Bu küçük bir başarı değil. Klasik fiziğin en kutsal ilkelerinden biri olan termodinamiğin ikinci yasasına karşı çıkıyor. Bu yasa, entropi veya düzensizlik miktarının her zaman artma eğiliminde olduğunu belirtir. Masanın kenarında sallanan bir vazo gibi düşünün. Evren o vazoyu itip yerde paramparça etmek istiyor. Onu tekrar bir araya getirmek için, enerjiyi koymanız gerekir.
Zaman kristalleri aslında oldukça yeni bir fikir, ilk kez 2012'de Nobel ödüllü fizikçi Franck Wilczek tarafından kuramlaştırıldı. O dönemde tüm fizikçiler bu kuramı kabul etmemişti,
bazıları termodinamiğin ikinci yasasının yasal yönünü ortaya çıkaracağını iddia etmişti
Doğal olarak, kararlı araştırmacılar boşluklar buldu. 2016'da Maryland Üniversitesi'ndeki fizikçiler, iterbiyum atomlarından oluşan bir koleksiyondan ham bir zaman kristali oluşturmayı başardılar. Diğer gruplar elmasların içinde zaman kristalleri yarattılar. Ancak bu son zaman kristal tamircileri farklı bir şey yaptı. Google'a döndüler ve bir kuantum bilgisayar kullandılar: evreni en küçük ölçeklerde yönlendiren görünüşte mistik bir fizik türü olan kuantum mekaniğinin tuhaflıklarından yararlanan bir cihaz. Her günkü "klasik" bilgisayarlar gibi silikon parçaları kullanmak yerine, kuantum bilgisayarlar doğrudan atomlar veya parçacıklarla çalışır. Bu, fizikçilerin geleneksel bilgisayarlarla acı verici derecede zor olabilen deneyler yapmasına izin verir, çünkü parçacıkların aynı anda birden fazla şey olmasına ve parçacıkların imkansız gibi görünen mesafelerde etkileşime girmesine izin veren kuantum fiziği oldukça ezoterik hale gelir. Chicago banliyösünde üst düzey parçacık fiziğine odaklanan ulusal bir laboratuvar olan Fermilab'da kuantum bilgisayar araştırmacısı olan Gabriel Perdue, geleneksel bilgisayarlarla "kuralları simüle etme yeteneği ... çok daha zor hale geliyor" dedi.
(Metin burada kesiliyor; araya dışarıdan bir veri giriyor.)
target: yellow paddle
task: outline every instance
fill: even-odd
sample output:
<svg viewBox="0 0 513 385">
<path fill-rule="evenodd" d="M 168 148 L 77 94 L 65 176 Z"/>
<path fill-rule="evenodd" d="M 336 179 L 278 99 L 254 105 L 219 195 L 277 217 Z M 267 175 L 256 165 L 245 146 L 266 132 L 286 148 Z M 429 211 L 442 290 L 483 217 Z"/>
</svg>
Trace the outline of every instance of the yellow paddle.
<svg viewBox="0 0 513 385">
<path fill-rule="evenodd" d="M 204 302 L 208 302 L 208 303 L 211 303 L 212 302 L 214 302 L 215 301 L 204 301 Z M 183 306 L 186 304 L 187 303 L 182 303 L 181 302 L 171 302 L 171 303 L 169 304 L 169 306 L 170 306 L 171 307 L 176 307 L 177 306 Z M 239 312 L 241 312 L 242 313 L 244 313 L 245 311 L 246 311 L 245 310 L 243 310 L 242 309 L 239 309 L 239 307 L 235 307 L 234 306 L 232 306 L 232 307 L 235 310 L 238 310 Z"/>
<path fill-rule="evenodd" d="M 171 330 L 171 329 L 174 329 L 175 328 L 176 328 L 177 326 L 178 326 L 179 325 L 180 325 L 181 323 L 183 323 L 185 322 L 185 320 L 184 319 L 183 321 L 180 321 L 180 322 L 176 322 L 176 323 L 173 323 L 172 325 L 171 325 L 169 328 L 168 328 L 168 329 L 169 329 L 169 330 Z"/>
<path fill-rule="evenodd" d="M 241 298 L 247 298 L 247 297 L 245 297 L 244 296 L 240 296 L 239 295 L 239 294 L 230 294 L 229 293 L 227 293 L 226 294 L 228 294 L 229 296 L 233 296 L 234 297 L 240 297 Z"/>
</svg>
Ancak parçacıkları bir kuantum bilgisayarın işlemcisinde düzenleyerek, küçük parçacık sistemlerini sanki yapı taşlarıymış gibi tam anlamıyla incelemek mümkündür. Bu güçlü bir yetenek ve kuantum olmayan dünyada pek göreceğiniz bir şey değil. Perdue, "Minyatür beyzbol oyuncuları inşa ederek ve simülasyonlar yaparak bir beyzbol topunun ne kadar ileri gidebileceğini hesaplamıyoruz," dedi. Ancak çok küçük bir ölçekte oldukça benzer bir şey yapmak, araştırmacıların zaman kristallerini yapmak için Google'ın kuantum bilgisayarını kullandıklarını söyledi. Bu durumda, fizikçiler atomları alıp yeniden düzenleyebilir ve ardından bir zaman kristalini sürmek için bir lazerle vurabilirler. Bu kurulum, araştırmacıların kendisinden önceki herhangi bir zaman kristalinden daha büyük bir zaman kristali yaratmasına izin verdi. Daha önceki birçok zaman kristali kısa ömürlüyken ve birkaç ileri geri çevirme döngüsünde çözülürken, bu son zaman kristali çabasının arkasındaki bilim adamları, yarattıkları şeyin kararlılığına hayret ediyolar.
Perdue, "Burada benim için en heyecan verici olan şey, bir kuantum bilgisayarını gerçekten bir kuantum fizik sistemini simüle etmek ve onu gerçekten yeni ve heyecan verici bir şekilde incelemek için kullanmanın bir gösterimi." dedi.
Perdue, bu deneyin aynı zamanda kuantum bilgisayarların bilim yapma gücünün bir göstergesi olduğunu söyledi. "Harika bir algoritma simüle etmenizi kolaylaştıran platformun aynısı,bu tür sistemleri simüle etmek için de aynı şekilde çalışıyor ve bence daha da iyi." dedi.